To work, the technology would also need to remain absolutely stable for potentially hundreds of years. Can any private company promise that in the face of economic downturns, wars, pandemics, sanctions and any other shocks that may come our way? In a free market, businesses don’t tend to survive forever. The average lifespan of a U.S. S&P 500 company is 15 years, down from 67 eight decades ago. That’s proof of a ferociously innovative country. It’s also a blink of an eye when you’re messing with nature.

In fairness, many great technologies have come out of a nexus of private company and academia, as Yedvab pointed out. Genome sequencing, space exploration and medical breakthroughs are all examples. The corporate world is better at incentivizing talent and building multi-disciplinary teams.

But a lack of the type of rigorous regulation you get in space or medical research is alarming. Some U.S. states have banned solar geoengineering based on chemtrail conspiracies. Mexico has barred experiments after Make Sunsets’ activities. The UN Convention on Biological Diversity puts a moratorium on geoengineering, but the U.S. hasn’t ratified the treaty.
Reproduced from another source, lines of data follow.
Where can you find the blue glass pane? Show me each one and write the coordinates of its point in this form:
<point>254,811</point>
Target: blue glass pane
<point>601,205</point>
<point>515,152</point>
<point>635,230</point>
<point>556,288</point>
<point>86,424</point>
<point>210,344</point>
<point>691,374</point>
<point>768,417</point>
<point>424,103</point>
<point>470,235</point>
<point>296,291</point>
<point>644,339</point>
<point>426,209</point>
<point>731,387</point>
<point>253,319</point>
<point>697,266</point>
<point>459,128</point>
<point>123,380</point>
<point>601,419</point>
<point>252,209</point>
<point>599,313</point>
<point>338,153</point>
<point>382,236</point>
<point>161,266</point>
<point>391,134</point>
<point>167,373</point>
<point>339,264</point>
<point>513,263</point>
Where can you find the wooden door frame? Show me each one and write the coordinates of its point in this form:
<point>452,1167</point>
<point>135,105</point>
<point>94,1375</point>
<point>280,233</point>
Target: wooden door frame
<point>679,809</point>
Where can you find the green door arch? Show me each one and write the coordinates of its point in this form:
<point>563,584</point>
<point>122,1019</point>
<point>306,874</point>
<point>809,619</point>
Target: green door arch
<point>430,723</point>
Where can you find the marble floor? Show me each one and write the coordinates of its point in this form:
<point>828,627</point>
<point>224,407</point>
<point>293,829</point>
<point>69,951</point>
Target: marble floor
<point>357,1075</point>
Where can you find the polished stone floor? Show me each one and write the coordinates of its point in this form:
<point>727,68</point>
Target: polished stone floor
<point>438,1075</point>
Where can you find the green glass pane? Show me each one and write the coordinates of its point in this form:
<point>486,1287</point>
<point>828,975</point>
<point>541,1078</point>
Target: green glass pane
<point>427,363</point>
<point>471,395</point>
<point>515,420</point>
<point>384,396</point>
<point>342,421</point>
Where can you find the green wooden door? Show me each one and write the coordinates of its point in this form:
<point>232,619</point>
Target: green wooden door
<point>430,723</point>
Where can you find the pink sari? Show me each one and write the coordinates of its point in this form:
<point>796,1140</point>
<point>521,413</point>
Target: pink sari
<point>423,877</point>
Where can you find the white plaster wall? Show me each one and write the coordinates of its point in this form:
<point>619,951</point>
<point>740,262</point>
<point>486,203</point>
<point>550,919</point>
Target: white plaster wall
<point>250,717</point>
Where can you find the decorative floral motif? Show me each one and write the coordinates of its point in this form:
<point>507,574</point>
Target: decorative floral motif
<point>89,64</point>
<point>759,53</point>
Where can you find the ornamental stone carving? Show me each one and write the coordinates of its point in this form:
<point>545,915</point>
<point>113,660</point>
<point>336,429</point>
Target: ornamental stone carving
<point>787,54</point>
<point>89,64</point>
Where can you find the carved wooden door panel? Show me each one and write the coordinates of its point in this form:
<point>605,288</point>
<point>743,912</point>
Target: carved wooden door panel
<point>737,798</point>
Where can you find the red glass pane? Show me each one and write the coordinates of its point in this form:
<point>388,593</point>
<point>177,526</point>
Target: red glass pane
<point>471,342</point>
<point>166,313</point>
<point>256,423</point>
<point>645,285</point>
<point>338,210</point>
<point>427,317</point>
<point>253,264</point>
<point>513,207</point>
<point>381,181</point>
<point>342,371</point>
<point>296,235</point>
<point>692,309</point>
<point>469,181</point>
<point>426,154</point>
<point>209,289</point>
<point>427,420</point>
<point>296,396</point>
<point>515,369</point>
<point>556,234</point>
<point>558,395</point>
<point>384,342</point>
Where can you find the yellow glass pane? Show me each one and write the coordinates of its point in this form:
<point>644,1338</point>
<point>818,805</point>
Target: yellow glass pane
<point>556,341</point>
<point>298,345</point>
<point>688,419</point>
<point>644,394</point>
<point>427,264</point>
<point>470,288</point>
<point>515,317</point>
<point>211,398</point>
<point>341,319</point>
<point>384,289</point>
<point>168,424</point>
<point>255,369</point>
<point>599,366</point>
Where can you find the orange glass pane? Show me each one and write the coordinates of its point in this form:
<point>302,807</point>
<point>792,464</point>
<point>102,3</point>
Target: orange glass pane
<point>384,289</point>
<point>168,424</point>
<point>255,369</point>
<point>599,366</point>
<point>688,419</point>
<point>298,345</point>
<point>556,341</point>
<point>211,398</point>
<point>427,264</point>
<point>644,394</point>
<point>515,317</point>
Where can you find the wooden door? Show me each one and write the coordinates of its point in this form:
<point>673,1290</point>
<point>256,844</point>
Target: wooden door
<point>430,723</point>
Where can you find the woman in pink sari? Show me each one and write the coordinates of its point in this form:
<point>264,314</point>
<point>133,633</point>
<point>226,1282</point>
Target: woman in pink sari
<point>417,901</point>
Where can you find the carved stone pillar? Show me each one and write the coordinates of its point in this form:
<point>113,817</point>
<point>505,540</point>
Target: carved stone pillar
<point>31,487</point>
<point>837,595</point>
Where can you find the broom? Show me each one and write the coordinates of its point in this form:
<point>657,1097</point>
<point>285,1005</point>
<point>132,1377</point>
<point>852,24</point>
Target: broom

And it’s not legally binding.

The European Union issued a scientific opinion in December saying global governance is needed, but “no such framework exists, and it’s not clear how one could be created.” Hardly reassuring.

And while Stardust’s putting in the effort to legitimize its work, not everyone will do the same unless forced. Just as it isn’t the first solar geoengineering company, it won’t be the last. Governments need to act now.

Lara Williams is a Bloomberg Opinion columnist covering climate change.